I built an open-source tool that stops personal data from leaking into AI chatbots

#webdev #security #python #opensource

Ever copy-pasted something into ChatGPT and immediately
thought "wait, should I have done that?"

If you're building an AI app that handles user data, you need to know what's leaking into your LLM API before a regulator does.

That's the problem ShadowAudit solves.

It sits between your app and any LLM API and scans every
prompt before it leaves your system — catching emails,
phone numbers, API keys, and Indian national IDs like
Aadhaar and PAN numbers.

Two lines to integrate:

sa = ShadowAudit.from_config("shadowaudit.yaml")
client = sa.wrap(openai.OpenAI())

That's it. Everything else stays the same.

It also generates GDPR Article 30 compliance reports
automatically from your audit log — one command, done.

Built this over summer as part of my open-source portfolio.
Would love feedback from the community.

GitHub: github.com/Jeffrin-dev/ShadowAudit

Top comments (5)

Suny Choudhary • Mar 30

This is a solid direction; but also feels like a patch for a deeper issue.

Right now, most teams treat “don’t leak data into AI” as a user problem (be careful what you paste)… when it’s really a system design problem. People will paste logs, code, customer data; especially under pressure.

Tools like this help, but they’re kind of compensating for the fact that the default behavior of most AI tools is still “trust the input, send it out.”

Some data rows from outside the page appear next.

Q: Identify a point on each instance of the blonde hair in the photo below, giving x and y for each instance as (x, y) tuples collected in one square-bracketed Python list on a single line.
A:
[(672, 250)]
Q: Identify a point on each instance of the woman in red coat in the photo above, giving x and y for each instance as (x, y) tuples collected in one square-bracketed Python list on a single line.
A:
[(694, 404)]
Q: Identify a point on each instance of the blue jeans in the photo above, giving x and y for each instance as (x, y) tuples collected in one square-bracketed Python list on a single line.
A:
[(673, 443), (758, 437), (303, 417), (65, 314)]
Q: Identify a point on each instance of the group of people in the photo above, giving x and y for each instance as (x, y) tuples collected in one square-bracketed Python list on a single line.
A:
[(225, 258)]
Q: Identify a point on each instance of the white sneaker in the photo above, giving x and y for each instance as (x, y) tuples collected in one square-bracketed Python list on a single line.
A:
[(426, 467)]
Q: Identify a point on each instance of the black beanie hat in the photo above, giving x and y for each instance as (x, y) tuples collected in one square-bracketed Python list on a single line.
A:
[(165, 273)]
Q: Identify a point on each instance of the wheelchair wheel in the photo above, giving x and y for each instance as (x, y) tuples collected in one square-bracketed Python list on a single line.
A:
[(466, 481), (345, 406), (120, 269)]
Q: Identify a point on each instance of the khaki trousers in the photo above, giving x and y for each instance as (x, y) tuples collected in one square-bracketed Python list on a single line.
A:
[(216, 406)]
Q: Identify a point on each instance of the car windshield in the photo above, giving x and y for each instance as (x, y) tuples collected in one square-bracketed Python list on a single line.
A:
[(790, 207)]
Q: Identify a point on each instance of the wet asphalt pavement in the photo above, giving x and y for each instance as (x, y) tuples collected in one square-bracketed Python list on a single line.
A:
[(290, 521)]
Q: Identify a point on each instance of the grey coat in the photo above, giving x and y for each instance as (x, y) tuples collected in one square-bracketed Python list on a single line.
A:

What’s interesting is how many different ways data can leak:

prompts with secrets
connected tools/plugins
even memory over time

So it’s not just about filtering input; it’s about rethinking what the model is allowed to see and retain in the first place.

Feels like we’re heading toward a world where:

either every team builds guardrails like this
or AI tools themselves become privacy-aware by default

Curious; do you see this staying as a tooling layer, or eventually becoming part of the model/runtime itself?

Twisted-Code'r • Mar 31

You're right — it's a patch, not a cure. And I'd rather
be honest about that than oversell it.

The reason it lives at the application layer is that's
where developers actually have control right now. And
regulated industries need auditable proof of what was
scanned — not just good intentions.

The memory and plugins problem is real and ShadowAudit
doesn't solve that yet. That's a harder architectural
problem.

My guess is both futures happen — privacy-aware models
at the foundation, tooling for compliance proof above
them. Like how TLS didn't replace application-level auth.

Good question to push on though. Kept me thinking.